La restauration numérique

Suite à l'étalonnage du film, le travail de restauration numérique de l'image a pu débuter. Un cahier des charges a été établi afin de définir les bonnes règles de restauration.
Il convenait en effet d'identifier clairement les origines de chaque défaut afin de déterminer s'il faut le traiter et à quel niveau de restauration. Cette démarche permet de distinguer les défauts qui sont liés au temps et à l'usage intensif du matériel photochimique, des défauts qui sont issus du tournage. Il est entendu que la restauration de l'image doit permettre au spectateur de se plonger dans le film sans ressentir de gêne visuelle. Mais elle peut conserver certains défauts mineurs et ne doit surtout pas attaquer la texture de l'image.
La première étape de la restauration numérique a consisté à filtrer l'image afin d'effectuer une sélection de toutes les poussières présentes, puis de les supprimer (les poussières apparaissant au fil du temps et des manipulations, elles ne sont pas originellement présentes sur la pellicule). Les taches plus importantes, traces de colle ou cassures, ont été traitées à la palette graphique manuellement, image par image.

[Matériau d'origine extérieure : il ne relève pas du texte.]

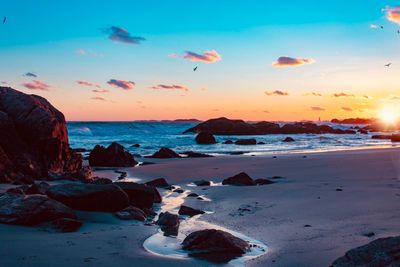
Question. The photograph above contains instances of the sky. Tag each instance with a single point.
(256, 60)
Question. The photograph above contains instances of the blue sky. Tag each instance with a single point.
(45, 37)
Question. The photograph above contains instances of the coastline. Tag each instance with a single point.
(275, 214)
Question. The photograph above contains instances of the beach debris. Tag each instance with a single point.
(215, 245)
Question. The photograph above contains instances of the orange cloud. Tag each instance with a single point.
(36, 85)
(292, 62)
(276, 92)
(211, 56)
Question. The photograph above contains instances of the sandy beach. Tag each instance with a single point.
(342, 197)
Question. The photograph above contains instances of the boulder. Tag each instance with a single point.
(215, 245)
(165, 153)
(239, 179)
(205, 138)
(140, 195)
(246, 142)
(31, 210)
(185, 210)
(90, 197)
(33, 139)
(114, 155)
(380, 252)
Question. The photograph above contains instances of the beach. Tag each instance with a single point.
(320, 206)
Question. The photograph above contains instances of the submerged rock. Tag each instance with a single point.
(114, 155)
(381, 252)
(90, 197)
(215, 245)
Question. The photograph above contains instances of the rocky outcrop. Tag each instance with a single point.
(90, 197)
(224, 126)
(380, 252)
(31, 210)
(33, 139)
(205, 138)
(215, 245)
(114, 155)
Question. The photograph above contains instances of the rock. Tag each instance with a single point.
(37, 188)
(31, 210)
(205, 138)
(160, 182)
(288, 139)
(33, 139)
(140, 195)
(165, 153)
(131, 213)
(215, 245)
(185, 210)
(380, 252)
(114, 155)
(246, 142)
(90, 197)
(262, 181)
(239, 179)
(169, 223)
(202, 183)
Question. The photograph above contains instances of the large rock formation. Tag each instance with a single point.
(33, 139)
(224, 126)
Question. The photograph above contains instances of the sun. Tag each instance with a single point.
(389, 115)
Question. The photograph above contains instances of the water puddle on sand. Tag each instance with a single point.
(169, 246)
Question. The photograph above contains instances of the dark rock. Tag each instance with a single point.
(31, 210)
(90, 197)
(185, 210)
(288, 139)
(246, 142)
(114, 155)
(239, 179)
(131, 213)
(33, 139)
(215, 245)
(169, 223)
(205, 138)
(202, 183)
(140, 195)
(165, 153)
(380, 252)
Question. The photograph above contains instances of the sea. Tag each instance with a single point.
(152, 135)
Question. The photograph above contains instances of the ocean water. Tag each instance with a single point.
(153, 135)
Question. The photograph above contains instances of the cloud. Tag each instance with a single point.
(98, 98)
(276, 92)
(121, 35)
(170, 87)
(292, 62)
(342, 95)
(126, 85)
(89, 84)
(317, 109)
(30, 74)
(393, 14)
(36, 85)
(211, 56)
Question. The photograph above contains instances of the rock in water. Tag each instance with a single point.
(90, 197)
(215, 245)
(31, 210)
(239, 179)
(114, 155)
(205, 138)
(381, 252)
(33, 139)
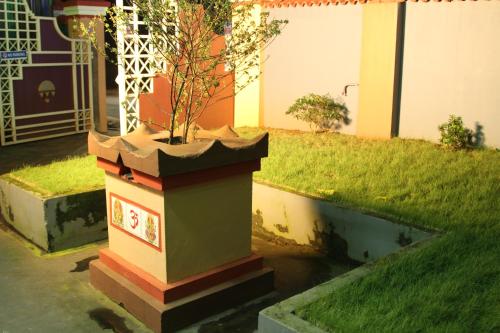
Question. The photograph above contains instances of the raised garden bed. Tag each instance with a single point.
(57, 206)
(453, 285)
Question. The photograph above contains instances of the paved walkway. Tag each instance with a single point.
(51, 293)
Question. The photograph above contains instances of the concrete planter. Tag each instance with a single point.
(54, 223)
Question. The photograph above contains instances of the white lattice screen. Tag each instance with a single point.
(136, 66)
(20, 32)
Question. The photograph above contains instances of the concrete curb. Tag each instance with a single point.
(281, 317)
(341, 232)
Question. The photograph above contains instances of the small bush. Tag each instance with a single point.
(454, 134)
(321, 112)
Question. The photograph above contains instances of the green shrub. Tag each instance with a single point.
(321, 112)
(454, 134)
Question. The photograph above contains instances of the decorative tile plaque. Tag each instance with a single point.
(135, 220)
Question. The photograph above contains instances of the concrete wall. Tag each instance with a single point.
(55, 223)
(318, 52)
(344, 233)
(451, 66)
(247, 100)
(378, 66)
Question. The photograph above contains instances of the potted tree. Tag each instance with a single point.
(179, 216)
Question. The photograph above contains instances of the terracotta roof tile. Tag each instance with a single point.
(304, 3)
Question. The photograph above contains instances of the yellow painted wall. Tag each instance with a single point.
(246, 101)
(129, 248)
(207, 225)
(377, 69)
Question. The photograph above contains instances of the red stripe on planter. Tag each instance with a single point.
(188, 286)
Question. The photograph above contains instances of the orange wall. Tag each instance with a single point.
(156, 106)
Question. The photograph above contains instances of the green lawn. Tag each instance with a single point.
(60, 177)
(452, 285)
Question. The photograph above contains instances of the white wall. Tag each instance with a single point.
(318, 52)
(451, 66)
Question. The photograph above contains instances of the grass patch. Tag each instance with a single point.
(73, 175)
(453, 285)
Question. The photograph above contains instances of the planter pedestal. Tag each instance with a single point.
(179, 224)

Si la plupart des rustines (inserts d’images issues des éléments photochimiques intermédiaires) ont été correctement intégrées en termes de texture et de niveau de gris, lors des séances d'étalonnage, certaines présentent néanmoins des différences qui nécessitent du « compositing/matte painting » sur certaines parties du décor, en réemployant deux images issues de deux éléments différents. La précédente restauration avait pour les images manquantes, fait le choix de doubler les images, voir de tripler certaines images, ce qui occasionnait de petites sautes. La restauration actuelle rend les rustines totalement invisibles.

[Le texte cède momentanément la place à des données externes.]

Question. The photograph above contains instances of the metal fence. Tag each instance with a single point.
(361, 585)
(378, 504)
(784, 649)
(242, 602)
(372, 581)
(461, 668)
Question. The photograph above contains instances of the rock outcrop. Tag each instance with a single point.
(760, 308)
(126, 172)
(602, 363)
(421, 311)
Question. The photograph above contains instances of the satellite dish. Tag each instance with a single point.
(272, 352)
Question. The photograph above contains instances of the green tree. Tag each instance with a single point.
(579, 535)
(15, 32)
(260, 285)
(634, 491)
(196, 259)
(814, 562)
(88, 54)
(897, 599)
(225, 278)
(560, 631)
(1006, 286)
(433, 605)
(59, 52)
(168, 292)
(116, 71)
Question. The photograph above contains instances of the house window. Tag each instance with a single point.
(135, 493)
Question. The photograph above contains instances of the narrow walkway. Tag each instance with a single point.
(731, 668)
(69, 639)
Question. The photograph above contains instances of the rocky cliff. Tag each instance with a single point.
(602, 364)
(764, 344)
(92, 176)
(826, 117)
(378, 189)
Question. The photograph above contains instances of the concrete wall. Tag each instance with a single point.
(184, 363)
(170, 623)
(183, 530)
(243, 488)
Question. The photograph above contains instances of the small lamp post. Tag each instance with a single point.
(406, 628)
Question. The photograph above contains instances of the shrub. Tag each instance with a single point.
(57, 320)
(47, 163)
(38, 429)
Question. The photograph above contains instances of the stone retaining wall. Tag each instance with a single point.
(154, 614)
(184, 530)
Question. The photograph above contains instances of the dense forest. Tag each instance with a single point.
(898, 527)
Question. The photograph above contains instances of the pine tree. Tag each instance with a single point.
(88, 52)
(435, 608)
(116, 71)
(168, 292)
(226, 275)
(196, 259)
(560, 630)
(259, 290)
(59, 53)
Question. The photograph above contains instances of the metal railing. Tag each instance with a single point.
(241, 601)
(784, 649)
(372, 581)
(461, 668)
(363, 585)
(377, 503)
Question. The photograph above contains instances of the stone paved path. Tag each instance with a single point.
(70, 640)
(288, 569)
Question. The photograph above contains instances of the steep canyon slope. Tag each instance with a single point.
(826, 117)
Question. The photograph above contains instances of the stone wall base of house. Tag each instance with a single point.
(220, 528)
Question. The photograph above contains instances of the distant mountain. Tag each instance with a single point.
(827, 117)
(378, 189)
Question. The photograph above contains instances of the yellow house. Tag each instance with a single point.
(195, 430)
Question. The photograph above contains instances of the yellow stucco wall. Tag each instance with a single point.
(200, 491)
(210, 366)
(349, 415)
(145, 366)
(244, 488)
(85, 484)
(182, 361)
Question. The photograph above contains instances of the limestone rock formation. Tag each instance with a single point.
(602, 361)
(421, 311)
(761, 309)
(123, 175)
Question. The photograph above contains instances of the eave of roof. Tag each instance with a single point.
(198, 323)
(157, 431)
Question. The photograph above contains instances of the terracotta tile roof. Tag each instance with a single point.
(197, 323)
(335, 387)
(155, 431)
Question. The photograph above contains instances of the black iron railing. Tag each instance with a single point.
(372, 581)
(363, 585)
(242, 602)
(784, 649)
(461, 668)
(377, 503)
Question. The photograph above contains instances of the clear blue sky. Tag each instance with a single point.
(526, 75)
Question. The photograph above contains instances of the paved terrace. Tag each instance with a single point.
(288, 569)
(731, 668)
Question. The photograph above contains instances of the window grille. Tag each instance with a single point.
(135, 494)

Les défauts particuliers du film décrits par Cocteau dans son Journal, comme les taches noires regroupées (« pattes d’ours »), sont corrigés dans les parties de l'image où ils apparaissent comme gênants visuellement, mais sont conservés dans les parties de l'image où la gêne n'est pas ressentie.
Les points de glace (diffraction de lumière photographiée, ayant pour origine des défauts de l'objectif ou le filtre placé devant l'objectif) présents sur une bonne partie du film, n’ont été réduits que lorsqu'ils étaient visibles sur les visages en mouvement (principalement en fin de film). Pour le reste du film, ils étaient peu perceptibles en raison de l'équilibre de l'étalonnage.

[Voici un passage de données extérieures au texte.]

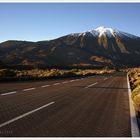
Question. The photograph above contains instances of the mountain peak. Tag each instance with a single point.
(101, 30)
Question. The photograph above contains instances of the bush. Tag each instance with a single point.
(7, 73)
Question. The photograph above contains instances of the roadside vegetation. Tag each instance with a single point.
(10, 74)
(134, 76)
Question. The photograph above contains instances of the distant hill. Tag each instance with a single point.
(96, 48)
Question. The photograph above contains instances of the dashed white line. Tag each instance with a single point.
(28, 89)
(24, 115)
(56, 84)
(91, 85)
(45, 86)
(134, 124)
(8, 93)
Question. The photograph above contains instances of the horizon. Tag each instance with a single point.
(48, 21)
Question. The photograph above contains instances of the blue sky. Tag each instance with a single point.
(44, 21)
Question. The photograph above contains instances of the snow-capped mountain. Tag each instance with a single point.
(98, 47)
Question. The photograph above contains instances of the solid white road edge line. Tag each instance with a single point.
(24, 115)
(91, 85)
(134, 123)
(56, 84)
(46, 86)
(65, 82)
(27, 89)
(13, 92)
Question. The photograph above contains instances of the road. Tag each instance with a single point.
(95, 106)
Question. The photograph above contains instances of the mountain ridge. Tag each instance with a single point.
(99, 47)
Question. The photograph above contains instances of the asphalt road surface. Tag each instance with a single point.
(95, 106)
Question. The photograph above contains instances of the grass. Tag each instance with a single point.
(7, 74)
(134, 76)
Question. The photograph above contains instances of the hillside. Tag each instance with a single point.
(96, 48)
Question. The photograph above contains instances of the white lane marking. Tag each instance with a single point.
(28, 89)
(72, 80)
(46, 86)
(24, 115)
(105, 78)
(56, 84)
(134, 123)
(13, 92)
(91, 85)
(65, 82)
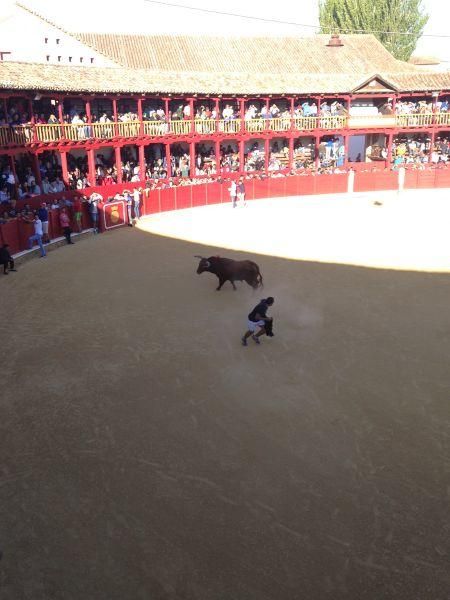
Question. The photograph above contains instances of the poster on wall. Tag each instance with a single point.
(114, 214)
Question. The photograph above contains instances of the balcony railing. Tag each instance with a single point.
(22, 135)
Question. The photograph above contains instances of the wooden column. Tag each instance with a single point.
(217, 156)
(64, 169)
(291, 153)
(87, 106)
(36, 169)
(217, 109)
(242, 113)
(61, 117)
(266, 121)
(266, 154)
(389, 148)
(346, 140)
(168, 160)
(140, 117)
(191, 116)
(192, 164)
(116, 129)
(316, 151)
(241, 156)
(91, 166)
(118, 163)
(141, 151)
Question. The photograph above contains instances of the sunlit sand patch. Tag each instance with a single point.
(407, 231)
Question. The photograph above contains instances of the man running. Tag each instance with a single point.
(37, 237)
(233, 192)
(6, 259)
(257, 319)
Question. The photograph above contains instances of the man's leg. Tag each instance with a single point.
(39, 241)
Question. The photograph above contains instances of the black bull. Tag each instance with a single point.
(230, 270)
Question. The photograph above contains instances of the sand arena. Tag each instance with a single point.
(147, 455)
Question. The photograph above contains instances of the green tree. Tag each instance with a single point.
(398, 24)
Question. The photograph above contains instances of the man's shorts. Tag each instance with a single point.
(253, 325)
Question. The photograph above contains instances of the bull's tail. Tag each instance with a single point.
(259, 279)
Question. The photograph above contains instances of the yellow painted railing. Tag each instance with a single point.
(254, 125)
(16, 135)
(279, 124)
(418, 120)
(305, 123)
(205, 126)
(101, 131)
(442, 118)
(332, 122)
(180, 127)
(371, 121)
(156, 128)
(232, 126)
(128, 128)
(19, 135)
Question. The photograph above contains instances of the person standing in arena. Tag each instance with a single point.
(6, 259)
(37, 237)
(43, 215)
(241, 191)
(258, 319)
(94, 199)
(137, 203)
(77, 213)
(64, 221)
(233, 192)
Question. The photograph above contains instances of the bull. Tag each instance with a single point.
(230, 270)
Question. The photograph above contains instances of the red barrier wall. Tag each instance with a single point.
(183, 197)
(16, 232)
(381, 180)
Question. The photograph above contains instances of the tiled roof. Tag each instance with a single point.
(362, 54)
(252, 66)
(27, 76)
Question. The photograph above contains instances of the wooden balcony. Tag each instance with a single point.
(24, 135)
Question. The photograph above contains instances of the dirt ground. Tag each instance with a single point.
(146, 455)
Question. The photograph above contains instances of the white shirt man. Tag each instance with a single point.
(59, 185)
(37, 237)
(45, 185)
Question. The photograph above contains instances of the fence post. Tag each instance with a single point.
(401, 179)
(351, 181)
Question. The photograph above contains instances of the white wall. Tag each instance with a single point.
(23, 34)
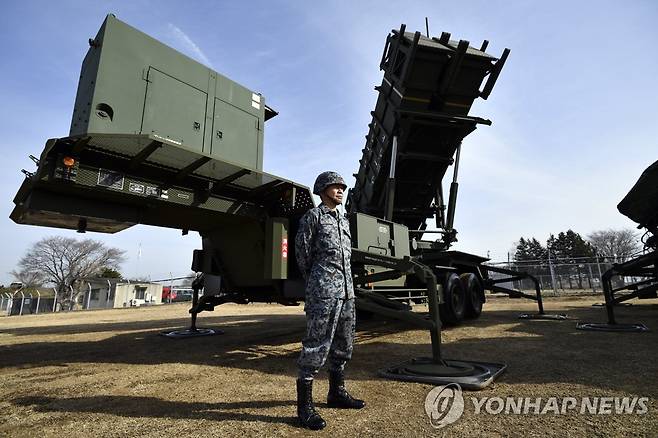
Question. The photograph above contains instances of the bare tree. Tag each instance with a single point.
(64, 261)
(29, 279)
(618, 244)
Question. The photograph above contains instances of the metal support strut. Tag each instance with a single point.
(644, 267)
(193, 331)
(434, 370)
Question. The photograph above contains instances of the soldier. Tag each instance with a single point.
(323, 249)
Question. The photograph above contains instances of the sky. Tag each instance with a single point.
(574, 111)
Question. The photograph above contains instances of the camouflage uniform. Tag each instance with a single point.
(323, 249)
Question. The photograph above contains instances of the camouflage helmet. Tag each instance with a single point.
(325, 179)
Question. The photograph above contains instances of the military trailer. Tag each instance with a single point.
(641, 206)
(159, 139)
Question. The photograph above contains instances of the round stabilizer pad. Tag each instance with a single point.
(544, 316)
(605, 327)
(181, 334)
(456, 369)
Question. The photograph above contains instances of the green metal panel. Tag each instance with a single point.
(276, 249)
(382, 237)
(174, 110)
(132, 84)
(232, 129)
(379, 236)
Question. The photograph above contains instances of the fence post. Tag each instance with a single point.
(109, 291)
(88, 296)
(550, 267)
(20, 313)
(591, 277)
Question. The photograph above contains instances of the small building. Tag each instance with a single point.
(105, 293)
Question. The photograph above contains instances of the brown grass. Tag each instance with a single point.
(107, 373)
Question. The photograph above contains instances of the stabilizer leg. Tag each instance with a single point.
(197, 307)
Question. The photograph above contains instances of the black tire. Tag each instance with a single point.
(363, 315)
(474, 294)
(454, 305)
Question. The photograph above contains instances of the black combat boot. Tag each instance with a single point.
(338, 396)
(308, 416)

L’effet de pompage de la lumière a été étudié plan par plan car il était parfois voulu (pour imiter la lumière d’une bougie vacillante) et a été introduit en cours de tournage par René Clément. Mais parfois ce pompage était accidentel et le résultat des éclairages vacillants provoqués par des variations d'intensité liées à l'instabilité du courant électrique.



Le son

Jean Cocteau parle également du son dans son Journal, laissant des indices sur les bruitages, les difficultés d’enregistrement sonore et l’orientation (peu habituelle) de la partition musicale. Le positif son de 1995 a été tiré de manière continue après plusieurs tests jouant sur la lumière de tirage et la qualité du développement. Les tests de numérisation chez LE Diapason ont établi que le tirage d’un nouvel élément n’était pas nécessaire. Cette piste audio a été intégralement numérisée chez LE Diapason. Puis la conformation de la piste audio a été faite en prenant la reconstruction finale du film intégrant toutes les images manquantes comme référence.
Cette conformation laisse deux petites séquences audio sans images correspondantes. Le son de ces scènes, décrites dans le scénario original mais ne figurant pas dans le montage final du négatif, a été sauvegardé.
L'audio a été restauré en limitant les montées de souffle intempestives, tout en conservant un certain niveau de souffle tout au long du film pour garder ses qualités sonores d’origine. Les plops et les craquements ont été supprimés. Les textures de son ont été équilibrées afin que les voix et les musiques conservent un timbre riche en harmoniques, cohérent avec l'époque du film. Un mastering spécifique a été effectué pour la projection sur grand écran, que ce soit au travers d'une copie numérique (DCP) ou d'une nouvelle copie 35mm pour que le son du film soit adapté aux systèmes d'écoutes présents dans les salles actuelles.